Travelling with family and friends to Kuching allows patients to get logistical, physical and emotional support,
The study concludes that by focusing marketing efforts on further away patients, the development of promotional campaigns, travel infrastructure and attractions that interest and engage higher-spending medical tourists are all ignoring the lower spending but far more numerous nearby medical tourists that are the basic customer base of most hospitals. Campaigns focusing on low –cost may miss the point that it costs many of these people more to get treatment in Malaysia than it would in Indonesia, so price is not the main driver.
The authors argue that by concentrating attention on higher-status tourists that stay longer and spend more than conventional leisure tourists that authorities and hospitals miss that international medical travel is mostly intra-regional in character, and driven by local economic and political conditions in both their source and receiving locations.

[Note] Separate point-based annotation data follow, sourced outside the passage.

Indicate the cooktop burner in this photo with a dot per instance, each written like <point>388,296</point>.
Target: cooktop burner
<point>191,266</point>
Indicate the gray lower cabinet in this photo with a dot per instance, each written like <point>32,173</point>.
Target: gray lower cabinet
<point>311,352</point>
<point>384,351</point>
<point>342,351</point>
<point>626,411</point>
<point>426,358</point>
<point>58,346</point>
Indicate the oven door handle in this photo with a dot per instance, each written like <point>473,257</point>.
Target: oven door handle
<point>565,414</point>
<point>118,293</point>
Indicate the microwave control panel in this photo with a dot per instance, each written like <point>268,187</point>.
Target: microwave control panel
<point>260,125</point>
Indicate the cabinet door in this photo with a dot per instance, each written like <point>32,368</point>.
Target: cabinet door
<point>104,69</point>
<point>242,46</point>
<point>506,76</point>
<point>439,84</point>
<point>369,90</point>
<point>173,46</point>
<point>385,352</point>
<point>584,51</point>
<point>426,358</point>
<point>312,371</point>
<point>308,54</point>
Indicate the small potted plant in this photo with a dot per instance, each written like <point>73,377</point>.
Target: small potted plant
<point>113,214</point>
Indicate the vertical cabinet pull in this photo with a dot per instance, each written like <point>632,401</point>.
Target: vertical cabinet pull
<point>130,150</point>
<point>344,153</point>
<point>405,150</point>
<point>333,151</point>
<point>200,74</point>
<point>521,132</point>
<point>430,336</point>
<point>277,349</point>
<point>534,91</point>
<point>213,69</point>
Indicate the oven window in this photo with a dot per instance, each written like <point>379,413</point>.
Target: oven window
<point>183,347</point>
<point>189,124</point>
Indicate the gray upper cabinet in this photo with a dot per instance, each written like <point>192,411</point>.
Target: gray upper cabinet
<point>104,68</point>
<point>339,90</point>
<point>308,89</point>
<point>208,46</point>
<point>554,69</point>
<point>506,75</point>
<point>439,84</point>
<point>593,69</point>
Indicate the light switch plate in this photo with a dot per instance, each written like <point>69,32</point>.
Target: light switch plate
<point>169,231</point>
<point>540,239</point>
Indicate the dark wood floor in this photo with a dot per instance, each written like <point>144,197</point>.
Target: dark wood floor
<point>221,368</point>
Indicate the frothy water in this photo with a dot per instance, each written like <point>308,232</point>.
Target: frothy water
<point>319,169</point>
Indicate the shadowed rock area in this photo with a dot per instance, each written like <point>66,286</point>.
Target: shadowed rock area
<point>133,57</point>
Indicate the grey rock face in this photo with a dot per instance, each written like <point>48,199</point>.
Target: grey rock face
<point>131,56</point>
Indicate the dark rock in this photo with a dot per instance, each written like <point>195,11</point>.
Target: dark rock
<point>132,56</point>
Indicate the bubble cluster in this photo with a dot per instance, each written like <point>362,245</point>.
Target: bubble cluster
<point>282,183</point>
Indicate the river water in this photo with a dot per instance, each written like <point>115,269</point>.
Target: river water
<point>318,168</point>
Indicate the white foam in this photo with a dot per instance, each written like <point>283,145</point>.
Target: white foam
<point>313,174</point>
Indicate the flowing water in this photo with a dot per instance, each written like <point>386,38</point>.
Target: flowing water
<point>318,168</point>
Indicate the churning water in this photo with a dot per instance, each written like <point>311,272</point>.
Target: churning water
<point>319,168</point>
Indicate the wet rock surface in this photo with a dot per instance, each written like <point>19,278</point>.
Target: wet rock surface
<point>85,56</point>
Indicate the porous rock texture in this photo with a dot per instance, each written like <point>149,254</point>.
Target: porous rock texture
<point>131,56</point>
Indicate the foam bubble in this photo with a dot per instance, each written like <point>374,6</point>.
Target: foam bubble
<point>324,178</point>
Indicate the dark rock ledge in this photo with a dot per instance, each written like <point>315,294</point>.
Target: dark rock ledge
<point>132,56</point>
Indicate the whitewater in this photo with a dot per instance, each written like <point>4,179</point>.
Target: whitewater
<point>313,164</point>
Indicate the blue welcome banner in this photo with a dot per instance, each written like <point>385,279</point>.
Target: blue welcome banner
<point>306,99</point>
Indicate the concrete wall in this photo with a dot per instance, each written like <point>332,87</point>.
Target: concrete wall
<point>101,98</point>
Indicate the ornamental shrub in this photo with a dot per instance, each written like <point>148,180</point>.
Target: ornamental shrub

The study suggests that much promotion and research into medical travel ignores the importance of unpaid care-giving travel companions, and how the ability of friends and relatives providing free accommodation influences where people go.
It points out the flourishing informal economy of unlicensed agents, the purchase of prescription medication in Malaysia for family and friends in Indonesia, and local travel enterprises are mostly ignored.
The study argues that proximity, cross-border support networks, and confidence in the quality of diagnoses, treatment and medication are much more important than price. Intra-regional medical travel becomes a feasible way to manage chronic health needs, with people commuting on a routine basis for treatments, check-ups and refills. But research and promotion on international medical travel is focused on long-haul journeys for expensive treatments and surgeries. The frequent, short-distance and typically outpatient medical commuting is a much bigger component of medical tourism than the vision promoted by national bodies of long-distance travel for cheap care. Politics, socio-economic factors and diverse geography are mostly ignored and make medical travel look much simpler than the reality is.